The Straits Times Index sank 2.5 per cent to 3,075.27 as of 10:37 am in Singapore, the most in the Asia-Pacific region. DBS Group Holdings Ltd, Oversea-Chinese Banking Corp and United Overseas Bank Ltd, the nation's three key lenders, slumped at least 2.9 per cent, among the eight biggest decliners on the benchmark measure.
Singapore banks have been making inroads into China and the People's Bank of China's move to devalue its currency will hurt their earnings, according to Daiwa Securities Group Inc. The yuan was headed for its biggest two-day drop in 21 years after the PBOC's reference rate was cut to the weakest level since 2012.
"Their exposure to China provides additional headwinds for the Singapore banks," David Lum, an analyst at Daiwa Securities in Singapore, said by phone. "Their base is still Singapore and Asean, which is also not doing well." The Straits Times Index has lost 8.6 per cent this year, the worst-performing stock gauge in the developed world after Greece.
The Greater China region made up 30 per cent of pretax profit at DBS in the first half, the most among the three Singapore lenders. The region accounted for about a fifth of OCBC's pretax profit and about 11 per cent of UOB's.
"It's mainly a sentiment issue here from China," Hans Goetti, head of investment for Asia, at Banque Internationale a Luxembourg SA. The profitability of Singapore banks will probably be limited as "China has slowed down a a lot already," he said.
Singapore slashed the upper end of its growth forecast for 2015 on Tuesday after the economy shrank last quarter, signaling a softened outlook as China's slowing growth takes its toll on the city-state's export-dependent economy.

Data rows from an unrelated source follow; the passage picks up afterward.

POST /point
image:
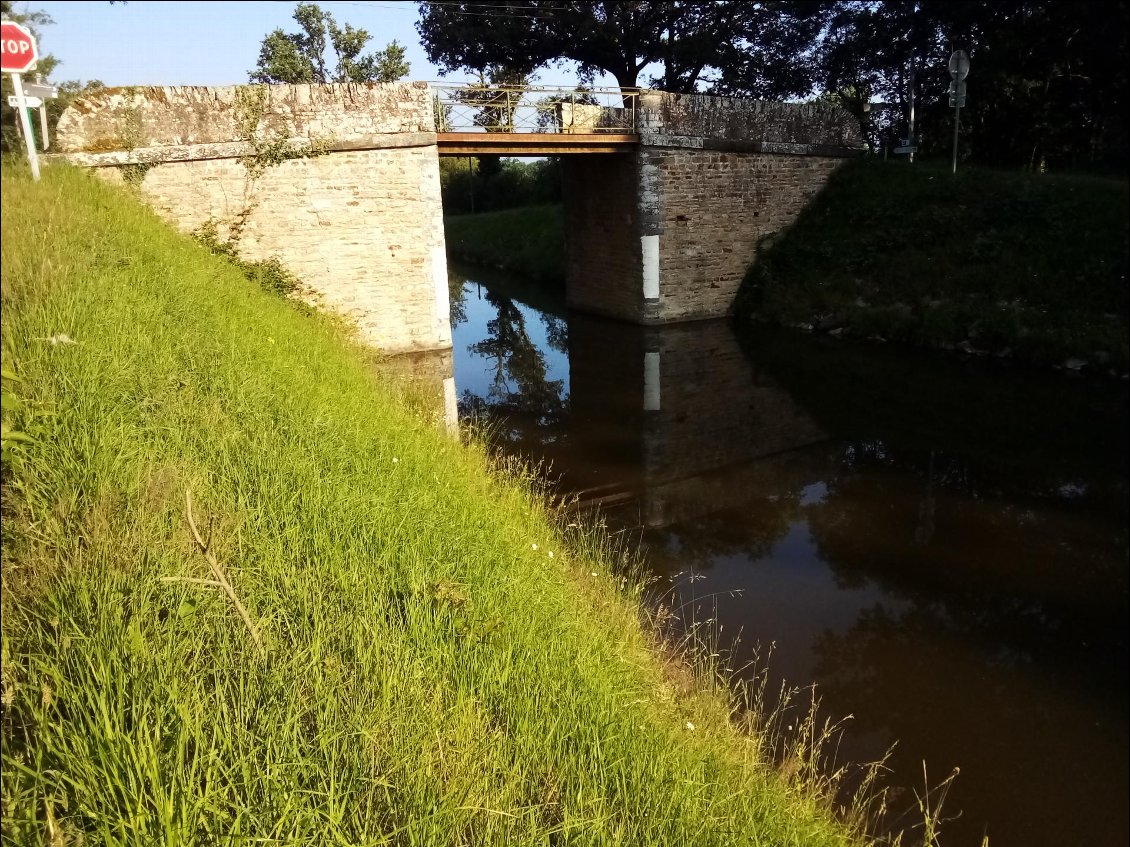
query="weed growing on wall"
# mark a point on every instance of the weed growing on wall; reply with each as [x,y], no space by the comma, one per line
[269,273]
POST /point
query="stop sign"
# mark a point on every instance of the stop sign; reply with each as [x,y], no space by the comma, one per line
[17,49]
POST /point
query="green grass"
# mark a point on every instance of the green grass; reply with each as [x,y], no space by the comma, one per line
[529,242]
[1032,264]
[429,674]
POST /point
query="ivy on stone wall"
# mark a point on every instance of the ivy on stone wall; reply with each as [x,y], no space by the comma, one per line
[267,149]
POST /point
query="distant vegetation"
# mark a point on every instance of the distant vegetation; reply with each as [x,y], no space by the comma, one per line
[324,51]
[1024,265]
[489,183]
[529,242]
[1048,86]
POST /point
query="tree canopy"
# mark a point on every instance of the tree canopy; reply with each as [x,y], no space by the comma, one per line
[1048,85]
[324,51]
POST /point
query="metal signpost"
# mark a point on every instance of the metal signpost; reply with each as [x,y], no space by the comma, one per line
[18,54]
[40,90]
[958,69]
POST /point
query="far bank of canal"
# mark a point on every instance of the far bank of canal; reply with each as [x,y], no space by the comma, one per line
[940,546]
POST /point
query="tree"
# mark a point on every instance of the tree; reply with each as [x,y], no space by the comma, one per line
[302,57]
[688,41]
[1048,84]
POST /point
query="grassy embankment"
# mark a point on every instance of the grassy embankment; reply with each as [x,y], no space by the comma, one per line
[426,658]
[529,242]
[1033,267]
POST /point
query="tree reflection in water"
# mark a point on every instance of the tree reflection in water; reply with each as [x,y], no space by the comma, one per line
[521,395]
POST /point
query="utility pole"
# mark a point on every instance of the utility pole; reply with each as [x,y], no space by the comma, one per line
[910,133]
[958,70]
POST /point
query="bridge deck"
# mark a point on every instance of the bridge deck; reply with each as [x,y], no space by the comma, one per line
[533,143]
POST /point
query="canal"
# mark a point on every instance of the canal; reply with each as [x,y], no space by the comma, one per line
[939,546]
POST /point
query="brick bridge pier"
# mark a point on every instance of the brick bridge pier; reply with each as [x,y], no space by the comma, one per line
[340,183]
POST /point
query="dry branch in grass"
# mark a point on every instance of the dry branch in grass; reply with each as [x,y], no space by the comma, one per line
[220,579]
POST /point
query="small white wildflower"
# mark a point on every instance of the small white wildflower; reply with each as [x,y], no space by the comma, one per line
[62,338]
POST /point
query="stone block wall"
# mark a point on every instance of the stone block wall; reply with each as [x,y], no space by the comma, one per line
[602,235]
[668,234]
[361,223]
[129,119]
[713,209]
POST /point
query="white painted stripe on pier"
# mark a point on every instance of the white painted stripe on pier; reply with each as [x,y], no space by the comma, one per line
[649,246]
[651,382]
[442,300]
[450,405]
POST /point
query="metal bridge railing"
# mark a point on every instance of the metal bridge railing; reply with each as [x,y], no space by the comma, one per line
[474,107]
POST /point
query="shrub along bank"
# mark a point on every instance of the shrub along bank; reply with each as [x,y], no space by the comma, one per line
[1034,267]
[529,242]
[374,639]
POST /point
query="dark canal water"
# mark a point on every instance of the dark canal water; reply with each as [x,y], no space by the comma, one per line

In neighbouring Malaysia, concerns are mounting as the currency trades at a 17-year low in an economy that's probably growing at the slowest pace in more than two years, according to a Bloomberg survey before a report Thursday.
CapitaLand Ltd, Singapore's biggest developer with almost half of its assets under management in China, dropped 3.1 per cent, while rival City Developments Ltd lost 2.3 per cent.